Czech actor, puppeteer, and author of puppet theatre plays. In 1942, Josef Pehr graduated from the Department of Performing Arts at the Prague Conservatory. In 1944, although all the Czech theatres were closed by Nazi occupiers, he established a small amateur puppet theatre troupe, which provided him the opportunity to act as well as direct. After the war, he became an actor at the National Theatre in Prague. However, puppets remained an integral part of his artistic creations.

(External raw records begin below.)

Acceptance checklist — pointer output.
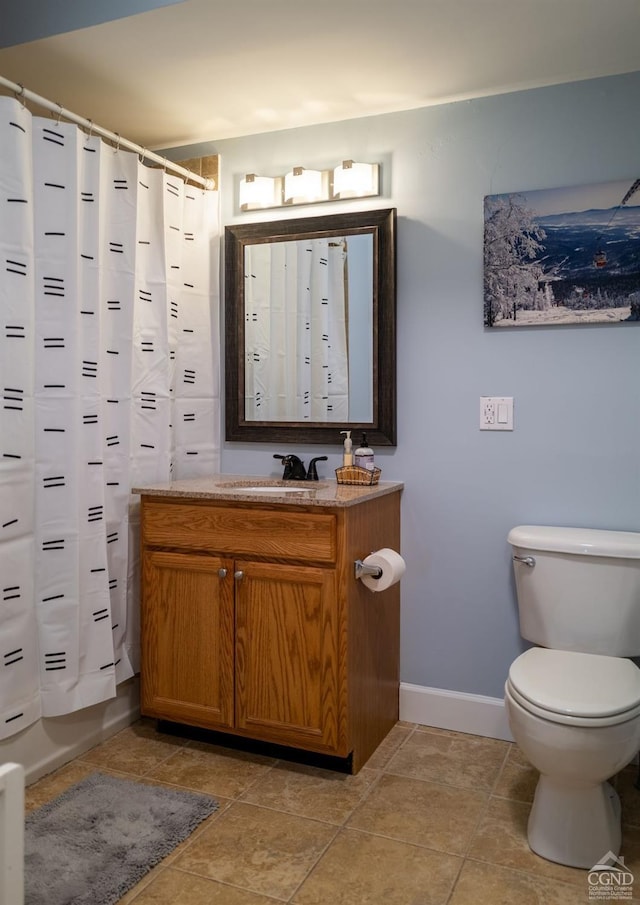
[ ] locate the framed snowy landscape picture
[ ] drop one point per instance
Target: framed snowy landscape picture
(563, 256)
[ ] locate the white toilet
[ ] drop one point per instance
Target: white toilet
(574, 702)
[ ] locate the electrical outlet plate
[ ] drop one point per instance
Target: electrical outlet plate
(496, 413)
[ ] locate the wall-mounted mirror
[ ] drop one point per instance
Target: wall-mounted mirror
(310, 319)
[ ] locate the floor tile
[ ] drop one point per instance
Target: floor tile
(136, 750)
(361, 869)
(425, 813)
(264, 851)
(518, 779)
(310, 792)
(389, 745)
(501, 839)
(212, 769)
(467, 761)
(488, 884)
(174, 887)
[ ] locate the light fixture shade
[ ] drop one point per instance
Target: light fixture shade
(256, 192)
(355, 180)
(302, 186)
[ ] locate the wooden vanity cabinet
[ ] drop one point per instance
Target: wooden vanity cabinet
(252, 622)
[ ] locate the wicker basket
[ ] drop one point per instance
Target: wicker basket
(354, 474)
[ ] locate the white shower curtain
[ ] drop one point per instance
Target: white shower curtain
(296, 366)
(108, 379)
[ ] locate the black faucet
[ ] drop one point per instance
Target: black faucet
(294, 469)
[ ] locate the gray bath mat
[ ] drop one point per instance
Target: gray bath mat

In the experimental studio of the National Theatre he staged several puppet productions in which the comic tradition of the folk puppet theatre blended with modern acting liberated from conventions. Later, he moved towards solo performances with glove puppets for child audience. In short, humorous scenes with his two puppet characters, Doggy and Pepíček, he presented simple situations with which children could easily identify so as to rediscover their relations with adults and at the same time reinforce their common ties. With his warm-hearted humour and his improvisational abilities Josef Pehr became very popular. In the 1950s, he experimented with the dramatic possibilities of combining live actors and puppets, thus anticipating further developments in the Czech puppet theatre.

Josef Pehr is the author of a number of puppet theatre plays, such as Guliver v Maňáskově (Gulliver in Glove Puppet Land, co-authored with Leo Spáčil), which were the most performed Czech puppet theatre plays for many years.

(See Czech Republic.)


  • Hanžlíková, Eva. “Josef Pehr”. Československý loutkář [Czechoslovak Puppeteer]. No. 11. Praha [Prague], 1986.